Electron-beam Introduction of Heteroatomic Pt-Si Structures in Graphene

TL;DR

This paper demonstrates the in situ manipulation and insertion of Pt atoms into graphene using electron-beam techniques, forming stable heteroatomic Pt-Si clusters and expanding the potential for atomic assembly and cluster chemistry exploration.

Contribution

It introduces a novel method for manipulating and inserting Pt atoms into graphene, creating stable Pt-Si heteroatomic clusters, and broadening the scope of e-beam atomic assembly.

Findings

Successful in situ insertion of Pt atoms into graphene.

Formation of Si-stabilized Pt heteroatomic clusters.
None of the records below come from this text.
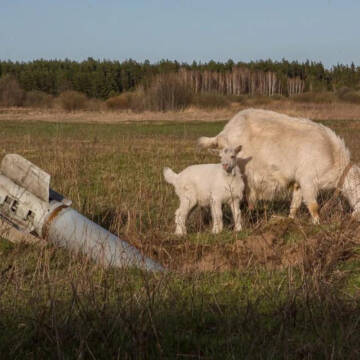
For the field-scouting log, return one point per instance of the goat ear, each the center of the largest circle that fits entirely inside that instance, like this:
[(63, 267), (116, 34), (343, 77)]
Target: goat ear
[(221, 142), (213, 151), (238, 149)]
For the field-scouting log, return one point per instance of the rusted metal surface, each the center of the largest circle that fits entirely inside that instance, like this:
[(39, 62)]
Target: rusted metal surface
[(28, 203)]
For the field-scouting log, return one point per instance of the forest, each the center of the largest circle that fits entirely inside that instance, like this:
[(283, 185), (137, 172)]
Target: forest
[(102, 79)]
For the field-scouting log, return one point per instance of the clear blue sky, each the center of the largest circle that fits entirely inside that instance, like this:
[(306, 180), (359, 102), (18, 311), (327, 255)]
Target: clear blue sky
[(183, 30)]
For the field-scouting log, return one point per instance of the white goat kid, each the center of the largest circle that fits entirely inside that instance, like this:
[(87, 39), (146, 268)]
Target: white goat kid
[(279, 150), (209, 185)]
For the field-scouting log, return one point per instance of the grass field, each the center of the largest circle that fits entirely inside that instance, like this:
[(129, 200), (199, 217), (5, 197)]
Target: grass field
[(279, 289)]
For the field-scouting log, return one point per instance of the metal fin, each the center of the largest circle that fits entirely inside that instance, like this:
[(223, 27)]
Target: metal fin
[(27, 175)]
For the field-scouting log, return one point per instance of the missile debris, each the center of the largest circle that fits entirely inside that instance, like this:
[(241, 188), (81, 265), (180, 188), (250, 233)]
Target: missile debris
[(29, 205)]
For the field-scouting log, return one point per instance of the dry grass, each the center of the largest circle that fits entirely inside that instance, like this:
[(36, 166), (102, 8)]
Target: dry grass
[(315, 111), (278, 289)]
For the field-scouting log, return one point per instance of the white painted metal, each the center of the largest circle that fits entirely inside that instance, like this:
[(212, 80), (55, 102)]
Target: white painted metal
[(27, 201)]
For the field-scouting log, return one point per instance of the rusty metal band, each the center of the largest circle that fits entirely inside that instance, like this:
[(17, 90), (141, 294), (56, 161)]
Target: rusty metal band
[(49, 220)]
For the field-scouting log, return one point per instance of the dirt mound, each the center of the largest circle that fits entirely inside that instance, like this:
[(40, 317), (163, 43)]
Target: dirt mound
[(279, 244)]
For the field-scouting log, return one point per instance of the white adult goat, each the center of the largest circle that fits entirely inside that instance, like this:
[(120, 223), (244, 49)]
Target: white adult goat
[(209, 185), (279, 150)]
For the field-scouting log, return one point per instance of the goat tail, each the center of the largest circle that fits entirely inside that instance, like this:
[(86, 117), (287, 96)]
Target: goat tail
[(170, 176), (206, 142)]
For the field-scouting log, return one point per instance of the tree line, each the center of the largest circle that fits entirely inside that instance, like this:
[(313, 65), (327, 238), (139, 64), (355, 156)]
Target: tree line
[(103, 79)]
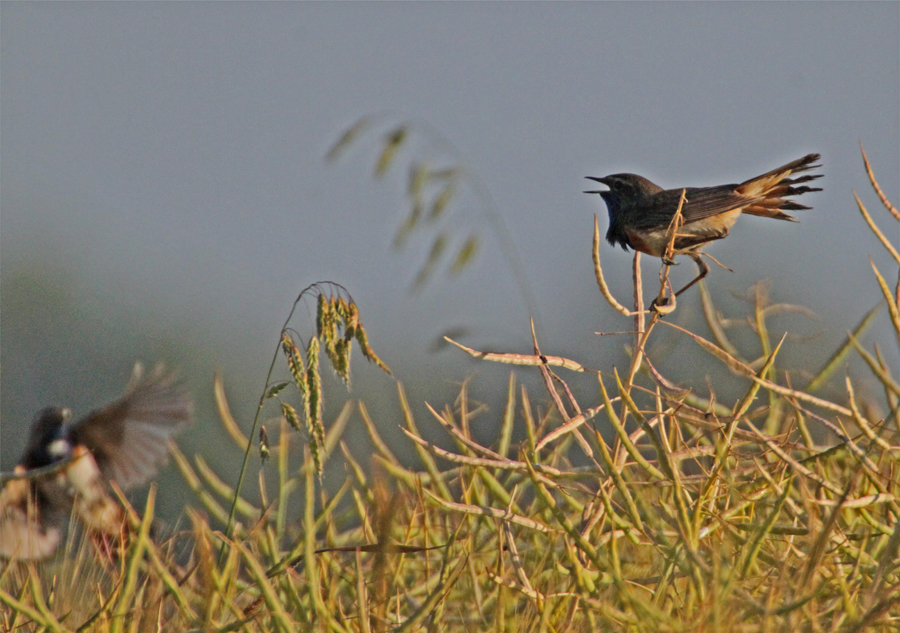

Evidence for universality of e-beam assembly approach.

Abstract

Electron-beam (e-beam) manipulation of single dopant atoms in an aberration-corrected scanning transmission electron microscope is emerging as a method for directed atomic motion and atom-by-atom assembly. Until now, the dopant species have been limited to atoms closely matched to carbon in terms of ionic radius and capable of strong covalent bonding with carbon atoms in the graphene lattice. In situ dopant insertion into a graphene lattice has thus far been demonstrated only for Si, which is ubiquitously present as a contaminant in this material. Here, we achieve in situ manipulation of Pt atoms and their insertion into the graphene host matrix using the e-beam deposited Pt on graphene as a host system. We further demonstrate a mechanism for stabilization of the Pt atom, enabled through the formation of Si-stabilized Pt heteroatomic clusters attached to the graphene surface. This study provides evidence toward the universality of the e-beam assembly approach, opening a pathway for exploring cluster chemistry through direct assembly.